He said the public could now see that the previous comments from Liam Fox that the negotiations would be the easiest in history, and David Davis’s belief that the full treaty would have been agreed by now, were “false promises”.

And Sir Keir said Theresa May had stopped trying to sell her Brexit deal as “good”, and was now merely arguing it was just better than leaving without one.

He was speaking at the Sage Gateshead ahead of an address to the North East Economic Forum.

Asked about the latest developments, Sir Keir said: “It’s very difficult to know what is going to happen next – yesterday in Parliament was an extraordinary day because for months we have been waiting for the Prime Minister to come back with her deal.

“She did so and what we saw were Cabinet resignations and Tory MP after Tory MP standing up and saying they would not support her.

“Obviously next week is all about whether the Prime Minister herself survives.

“If she does survive, I think she will persist with her deal and I don’t think it’s going to get through Parliament – so we’re in for some very, very choppy times next week.”

When asked whether this was the best possible deal she could have put forward, Sir Keir disagreed, saying: “I think the Prime Minister started in the wrong place and she has ended in the wrong place.

“I think we should have said from the outset we want a close economic relationship that really will protect manufacturing and really will protect our service sector and that means a long-term customs union and a single market deal for the UK.

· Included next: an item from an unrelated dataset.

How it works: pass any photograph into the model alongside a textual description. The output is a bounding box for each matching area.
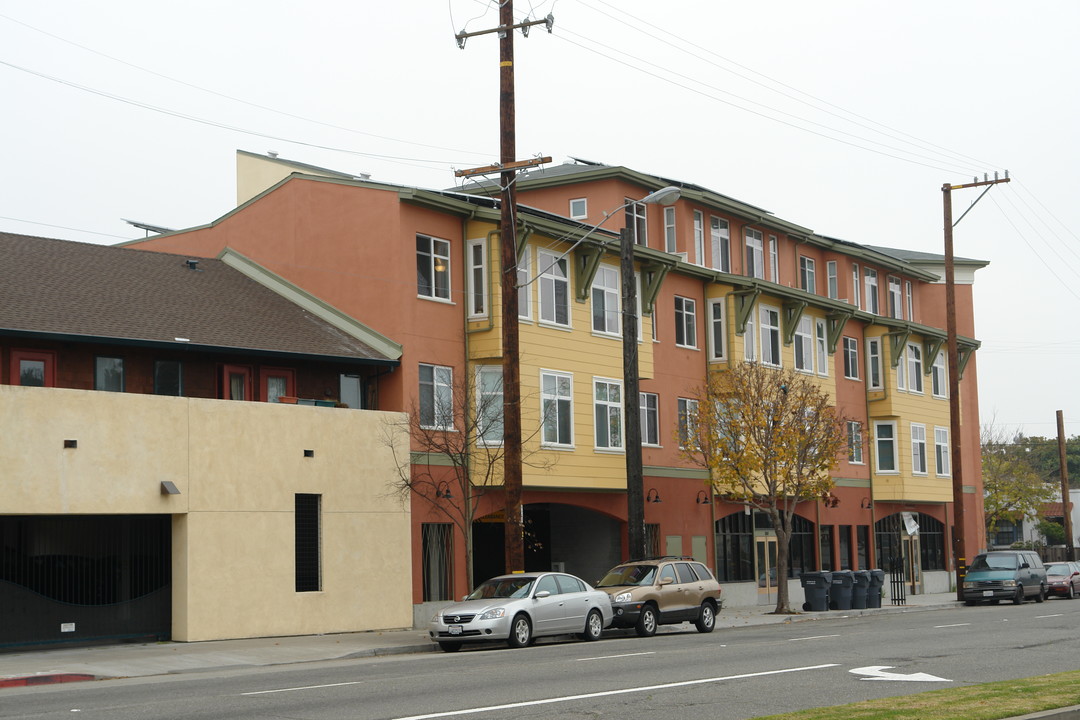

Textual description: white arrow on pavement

“The Prime Minister says she is not prepared to negotiate that so she has come back with something that is, in my view, unacceptable.”

He added: “I have never accepted the argument that we must accept whatever Theresa May has cobbled together or face the prospect of No Deal.”

He believed Mrs May was effectively saying “I’ve got a deal, it’s not very good”, and he added: “She’s not even selling it as good now, she’s just saying ‘it’s better than leaving without one, I have brought back something pretty inadequate, if you don’t like that, you get even worse’.”

He said: “That is not a good enough choice and it’s not just Labour and the Opposition who is saying that, there are plenty of Conservative MPs who would not countenance us leaving without a deal and I think if it’s necessary, we will work together to stop No Deal happening.”

Asked how the EU will have viewed the last 48 hours of British politics, he replied: “I don’t think they can be very confident about what’s going on in the United Kingdom.

“They don’t want No Deal, that’s absolutely clear, I’ve been over to Brussels to the EU 27 on very many occasions in the last in the last two years and everybody wants a deal, but I think seeing what happened yesterday would’ve caused them huge concerns about where all this is heading.”